Je lui dis ce que j’avais appris, ce que je soupçonnais. Béchard, machinalement, mettait en équilibre de menus bibelots sur une pile de brochures. Soudain, l’un d’eux s’effondra et l’édifice entier roula sur le sol.

— Personne ne saura jamais ce que j’ai souffert là-bas ! Moi-même, je ne me doutais pas que je l’aimais à ce point. Un soir, à Sao-Paulo, j’ai pris mon revolver et je l’ai armé… Ce qui m’a sauvé, je crois, c’est le désir de savoir la vérité. Il n’est pas possible qu’elle m’ait menti, qu’elle ait joué la comédie pour moi. Alors ?

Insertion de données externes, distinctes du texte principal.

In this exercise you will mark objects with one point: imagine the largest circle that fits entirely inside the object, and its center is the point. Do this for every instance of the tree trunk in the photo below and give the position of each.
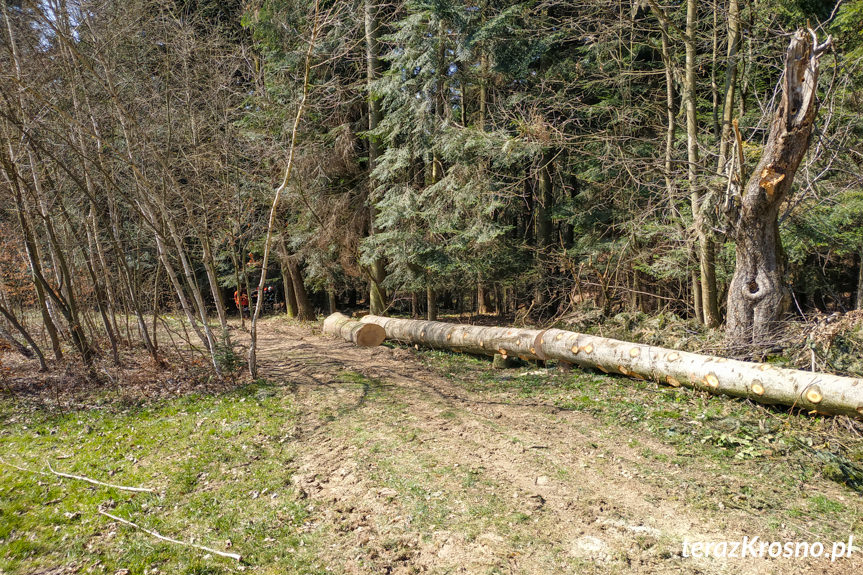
(377, 271)
(859, 301)
(757, 295)
(475, 339)
(730, 81)
(763, 383)
(354, 331)
(26, 335)
(431, 303)
(483, 301)
(706, 259)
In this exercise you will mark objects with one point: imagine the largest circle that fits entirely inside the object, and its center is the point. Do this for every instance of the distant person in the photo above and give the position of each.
(241, 298)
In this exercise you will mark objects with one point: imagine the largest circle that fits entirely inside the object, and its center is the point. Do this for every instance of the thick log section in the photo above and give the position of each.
(760, 382)
(362, 334)
(475, 339)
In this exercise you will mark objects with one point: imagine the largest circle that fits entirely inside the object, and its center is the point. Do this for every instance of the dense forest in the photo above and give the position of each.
(537, 160)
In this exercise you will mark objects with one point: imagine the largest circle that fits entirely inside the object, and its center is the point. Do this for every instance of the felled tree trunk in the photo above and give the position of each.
(762, 382)
(362, 334)
(479, 340)
(757, 296)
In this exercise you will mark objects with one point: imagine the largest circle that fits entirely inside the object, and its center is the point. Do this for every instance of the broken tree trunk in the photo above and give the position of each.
(757, 296)
(764, 383)
(362, 334)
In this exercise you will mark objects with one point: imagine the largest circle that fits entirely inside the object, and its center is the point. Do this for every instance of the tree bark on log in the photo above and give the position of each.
(757, 296)
(361, 334)
(763, 383)
(475, 339)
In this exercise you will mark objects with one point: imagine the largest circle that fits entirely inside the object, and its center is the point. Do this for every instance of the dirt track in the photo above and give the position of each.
(406, 471)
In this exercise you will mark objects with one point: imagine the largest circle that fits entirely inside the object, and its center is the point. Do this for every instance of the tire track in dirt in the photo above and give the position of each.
(583, 499)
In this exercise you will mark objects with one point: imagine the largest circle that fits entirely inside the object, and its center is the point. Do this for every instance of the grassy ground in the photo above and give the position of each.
(221, 464)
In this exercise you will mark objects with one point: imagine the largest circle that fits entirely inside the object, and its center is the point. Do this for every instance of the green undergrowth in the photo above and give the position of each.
(726, 431)
(221, 466)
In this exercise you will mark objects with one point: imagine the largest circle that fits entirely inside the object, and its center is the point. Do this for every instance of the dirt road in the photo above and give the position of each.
(407, 470)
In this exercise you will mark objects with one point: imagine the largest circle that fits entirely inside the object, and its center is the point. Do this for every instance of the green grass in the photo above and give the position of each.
(738, 442)
(221, 464)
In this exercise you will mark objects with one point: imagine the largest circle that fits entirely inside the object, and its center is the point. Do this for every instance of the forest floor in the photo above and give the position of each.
(394, 460)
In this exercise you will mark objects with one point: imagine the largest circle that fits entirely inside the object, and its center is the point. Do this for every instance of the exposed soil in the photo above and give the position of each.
(406, 471)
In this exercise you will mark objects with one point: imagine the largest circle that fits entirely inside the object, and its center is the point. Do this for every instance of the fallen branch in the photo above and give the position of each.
(168, 539)
(24, 469)
(94, 482)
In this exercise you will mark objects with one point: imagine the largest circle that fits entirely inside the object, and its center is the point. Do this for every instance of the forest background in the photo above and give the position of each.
(546, 161)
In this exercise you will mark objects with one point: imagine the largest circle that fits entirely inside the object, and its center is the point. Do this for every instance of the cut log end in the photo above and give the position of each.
(359, 333)
(370, 337)
(813, 395)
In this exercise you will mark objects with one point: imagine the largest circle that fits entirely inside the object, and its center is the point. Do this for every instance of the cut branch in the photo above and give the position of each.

Il leva la tête, sa belle tête brunie et mélancolique.

— Il faut que vous me rendiez un service, dit-il. Nous irons la voir…

— Mais personne au monde ne sait où elle est !

— Allons donc ! On ne disparaît pas comme cela. Ne vous occupez de rien, je ferai les recherches nécessaires. Je ne vous demande que de m’accompagner le jour où je saurai le lieu où elle se cache. Comme vous connaissez son mari, vous pourrez tout de même entrer chez elle et vous lui demanderez une entrevue en mon nom. Je veux la revoir encore une fois, une dernière fois…

Je le lui promis. Il répétait :

— Je veux savoir, savoir… Je ne peux pas croire qu’elle m’ait trahi. Il y a quelque chose que je ne comprends pas.

J’admirai cette sorte de foi en Françoise et je me demandai si j’aurais eu la force de la garder ainsi, dans le cas où cette mésaventure me fût advenue. Et cependant, au fond de moi-même, je conservais la même conviction que lui ; j’étais, il est vrai, plus désintéressé dans la question.

Il m’apprit, avant de me quitter, que c’était par son ami Jasmin-Brutelier qu’il avait été tenu au courant de tous ces événements. Il ajouta que Jasmin-Brutelier était marié aujourd’hui avec Marie Soudaine.

— Il est heureux, conclut-il. Il n’est pas seul au monde…

Pendant quinze jours, je fus sans nouvelles de Lucien Béchard. Il reparut au bout de ce laps de temps.

— Êtes-vous toujours décidé à m’accompagner ? me dit-il en entrant.

— Plus que jamais !

— Eh bien ! j’ai trouvé la piste de Françoise. Son mari a acheté une étude de notaire à Aubagne, qui est une toute petite ville, près de Marseille. Ils y vivent tous les deux. J’ai leur adresse. Quand partons-nous ?

Le surlendemain, Lucien Béchard et moi nous prenions à la gare de Lyon le train de 8 heures 15.